Find the surface of the generated volume

[sun1234]

Homework Statement

The region bounded by the graphs of the curves y=4√x , y=0, x=5, x=12 is revolved about the x-axis.
a) Find the religion lateral surface area of the generated volume.
b) Find the total surface area of the generated volume, including both ends.

Homework Equations

The Attempt at a Solution

Part a:
https://lh6.googleusercontent.com/kZIjTDFGufXqICfEMW2J0CpXFuQ8-OfRJlg91DQJRWZlCpsiCzfND45AYeYCfasTzAUca7ZFa9k=w1256-h843

Part b:

https://lh3.googleusercontent.com/jguorhs3qoad_UbPduGEyBG79Y9WVLG0vPzC4YV6Y1sTNV-gbxczDdBbPKr-G5jIH3wO0g=w1256-h843

Thank you so much for taking time.

 

[Mark44]

Homework Statement

The region bounded by the graphs of the curves y=4√x , y=0, x=5, x=12 is revolved about the x-axis.
a) Find the religion lateral surface area of the generated volume.
b) Find the total surface area of the generated volume, including both ends.

Homework Equations

The Attempt at a Solution

Part a:
https://lh6.googleusercontent.com/kZIjTDFGufXqICfEMW2J0CpXFuQ8-OfRJlg91DQJRWZlCpsiCzfND45AYeYCfasTzAUca7ZFa9k=w1256-h843

You have a mistake in the integral on the next to the last line of your first page. The radius is y, not x. Also, you have a typo where you wrote $y = \frac 2 {\sqrt{x}}$. That should have been y', the derivative.

Part b:

https://lh3.googleusercontent.com/jguorhs3qoad_UbPduGEyBG79Y9WVLG0vPzC4YV6Y1sTNV-gbxczDdBbPKr-G5jIH3wO0g=w1256-h843

Thank you so much for taking time.

 

[fourier jr]

The formula for arc length is $2\pi\int{y\sqrt{1 + (y\prime)^{2}}\ dx}$ which using that, I got that the arc length is $8\pi\int{\sqrt{x+4}\ dx}$. The radius r changes with x!

 

[sun1234]

You have a mistake in the integral on the next to the last line of your first page. The radius is y, not x. Also, you have a typo where you wrote $y = \frac 2 {\sqrt{x}}$. That should have been y', the derivative.

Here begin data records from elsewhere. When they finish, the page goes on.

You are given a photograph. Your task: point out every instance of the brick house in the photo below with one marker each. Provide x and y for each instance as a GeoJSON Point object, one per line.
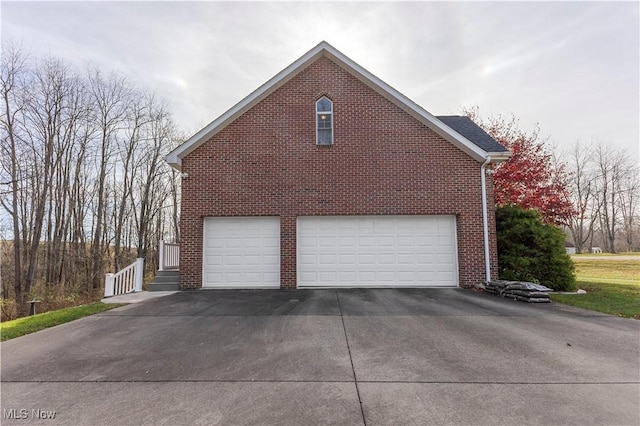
{"type": "Point", "coordinates": [325, 176]}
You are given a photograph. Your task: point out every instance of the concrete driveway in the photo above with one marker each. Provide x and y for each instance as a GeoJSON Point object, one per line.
{"type": "Point", "coordinates": [352, 357]}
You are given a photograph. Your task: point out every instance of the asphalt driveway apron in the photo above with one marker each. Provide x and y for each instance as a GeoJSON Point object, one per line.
{"type": "Point", "coordinates": [375, 357]}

I'm sorry. The question is correct. 2/√x is the derivative of 4√x.

 

[Mark44]

I'm sorry. The question is correct. 2/√x is the derivative of 4√x.

Yes, I understand that. My comment was that you wrote $y = \frac 2 {\sqrt{x}}$ when you should have written $y ' = \frac 2 {\sqrt{x}}$

More importantly, your integral is wrong. It should be
$2\pi \int_5^{12} y\sqrt{\frac{x + 4}{x}}dx$

 

[sun1234]

Why is the radius y? I thought the radius is x or (x-5), I'm not not so sure though.

 

[fourier jr]

For a given x the cross-sections of the solid you're interested in are circles whose centre is at x & whose radii are $4\sqrt x$.

 

[Mark44]

Why is the radius y? I thought the radius is x or (x-5), I'm not not so sure though.

The curve is being rotated around the x-axis, so the radius is y.

 

[sun1234]

The curve is being rotated around the x-axis, so the radius is y.

Oh yes, you're right. So I have to change the whole equation then.

For a given x the cross-sections of the solid you're interested in are circles whose centre is at x & whose radii are $4\sqrt x$.

I really appreciate your help.